Do not add anomaly-specific Celery tasks for alert delivery. Enable async delivery in alert_infra and let alert_infra.django.send_alert() enqueue or deliver according to that package's settings. A typical consuming-project configuration looks like:

ANOMALY_INFRA = {
    "ALERT_DISPATCHER": "alert_infra",
    "ALERT_INFRA_ENABLED": True,
    "ALERT_FAIL_SILENTLY": True,
}

ALERT_INFRA = {
    "ENABLED": True,
    "ASYNC": {
        "ENABLED": True,
        "BACKEND": "celery",
        "TASK_NAME": "alert_infra.dispatch_alert",
        "QUEUE": "alerts",
        "FAIL_SILENTLY": True,
    },
    "SLACK": {
        "ENABLED": True,
        "WEBHOOK_URL": "https://hooks.slack.com/services/...",
    },
}

CELERY_TASK_ROUTES = {
    "alert_infra.dispatch_alert": {"queue": "alerts"},
}

anomaly_infra passes one sanitized alert request to alert_infra.django.send_alert(**kwargs); it does not duplicate Celery enqueueing. When ALERT_INFRA["ASYNC"]["ENABLED"] is true, alert_infra returns a DeliveryResult such as sent=("celery",).

Plain Python usage

For non-Django applications, inject an alert_infra.AlertDispatcher-compatible object.
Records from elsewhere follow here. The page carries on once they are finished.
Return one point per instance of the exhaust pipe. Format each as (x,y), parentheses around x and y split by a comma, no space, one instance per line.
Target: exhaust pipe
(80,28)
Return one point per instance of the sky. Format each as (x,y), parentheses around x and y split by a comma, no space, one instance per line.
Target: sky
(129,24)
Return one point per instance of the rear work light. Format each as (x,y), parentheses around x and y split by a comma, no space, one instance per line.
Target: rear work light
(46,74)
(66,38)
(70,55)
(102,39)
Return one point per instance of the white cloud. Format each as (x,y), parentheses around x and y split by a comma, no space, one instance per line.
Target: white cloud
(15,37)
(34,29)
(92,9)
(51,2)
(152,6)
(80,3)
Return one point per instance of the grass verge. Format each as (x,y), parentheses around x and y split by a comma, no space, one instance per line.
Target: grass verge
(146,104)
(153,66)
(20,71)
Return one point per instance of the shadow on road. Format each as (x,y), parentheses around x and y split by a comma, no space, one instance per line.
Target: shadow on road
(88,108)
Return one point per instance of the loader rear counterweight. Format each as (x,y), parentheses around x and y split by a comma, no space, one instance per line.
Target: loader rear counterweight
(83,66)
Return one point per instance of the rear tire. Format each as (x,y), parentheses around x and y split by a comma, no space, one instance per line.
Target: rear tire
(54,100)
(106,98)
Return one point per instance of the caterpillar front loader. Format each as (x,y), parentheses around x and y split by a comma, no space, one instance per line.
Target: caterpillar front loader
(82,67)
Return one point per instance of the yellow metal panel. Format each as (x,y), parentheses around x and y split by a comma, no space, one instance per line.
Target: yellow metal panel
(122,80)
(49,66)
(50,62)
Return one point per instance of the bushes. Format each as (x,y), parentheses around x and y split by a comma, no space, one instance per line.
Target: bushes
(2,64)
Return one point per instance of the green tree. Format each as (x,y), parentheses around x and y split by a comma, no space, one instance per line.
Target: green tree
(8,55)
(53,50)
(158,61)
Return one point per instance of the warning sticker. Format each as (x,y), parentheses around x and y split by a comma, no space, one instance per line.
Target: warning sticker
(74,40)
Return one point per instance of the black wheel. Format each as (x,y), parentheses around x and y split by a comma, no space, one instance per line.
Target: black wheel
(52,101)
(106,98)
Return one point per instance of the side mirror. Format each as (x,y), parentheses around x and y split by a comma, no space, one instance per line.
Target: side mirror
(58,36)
The adapter constructs alert_infra.Alert(**kwargs) and calls send(alert):

from anomaly_infra.alerts import AlertInfraAnomalyDispatcher

dispatcher = AlertInfraAnomalyDispatcher(
    dispatcher=my_alert_infra_dispatcher,
    prefer_django=False,
)

dispatcher.dispatch(
    event_id="event-123",
    payload={
        "anomaly_type": "invoice_total_mismatch",
        "severity": "warning",
        "risk_score": 75,
        "user_id": 42,
        "tenant": "acme",
        "authorization": "Bearer secret",
    },
)

The authorization value is masked before alert construction and is not included in alert metadata or compact delivery logs.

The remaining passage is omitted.